Der Roman als Form des Denkens

Im sechsten Teil seines Mammutprojektes schreibt Knausgard:

[…] denn für mich ist der Roman eine Form des Denkens, radikal anders als die Form des Denkens in Essays, Artikeln oder Abhandlungen, weil im Roman die Reflexion der Erkenntnis nicht als Mittel übergeordnet, sondern allen anderen Elementen gleichgestellt ist.
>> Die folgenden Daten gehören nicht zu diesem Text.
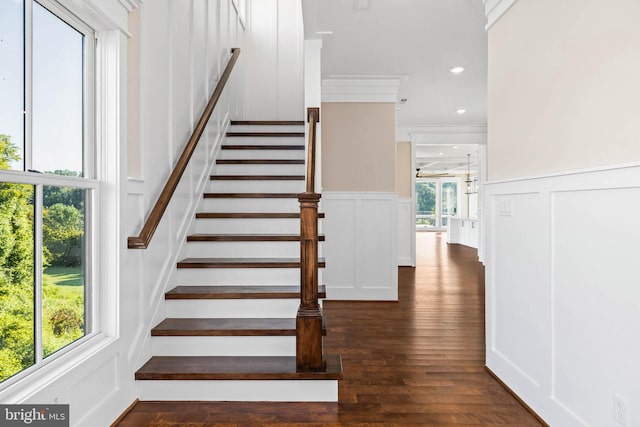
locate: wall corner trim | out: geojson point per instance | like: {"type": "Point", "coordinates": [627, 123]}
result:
{"type": "Point", "coordinates": [494, 9]}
Der Raum, in dem gedacht wird, ist ebenso wichtig wie der Gedanke. Schnee, der durch die Dunkelheit fällt, Autoscheinwerfer, die auf der anderen Seite des Flusses vorbeigleiten. Möglicherweise war das Wichtigste, was ich auf der Universität gelernt habe, dass man über einen Roman oder ein Gedicht praktisch alles sagen kann; und es kann durchaus wahrscheinlich und plausibel sein, aber niemals erschöpfend, und vielleicht auch nicht wesentlich, denn ein Roman oder ein Gedicht sind immer auch eine Kraft in sich, etwas ganz Eigenes. Und dass es nicht möglich ist, das, was das Gedicht uns sagen will, auf eine andere Weise als genau diese auszudrücken, lässt es zutiefst geheimnisvoll werden. Die Welt ist ebenso geheimnisvoll, aber das vergessen wir so gut wie immer, seit wir stets der Reflexion den vorrang geben, wenn wir sie betrachten.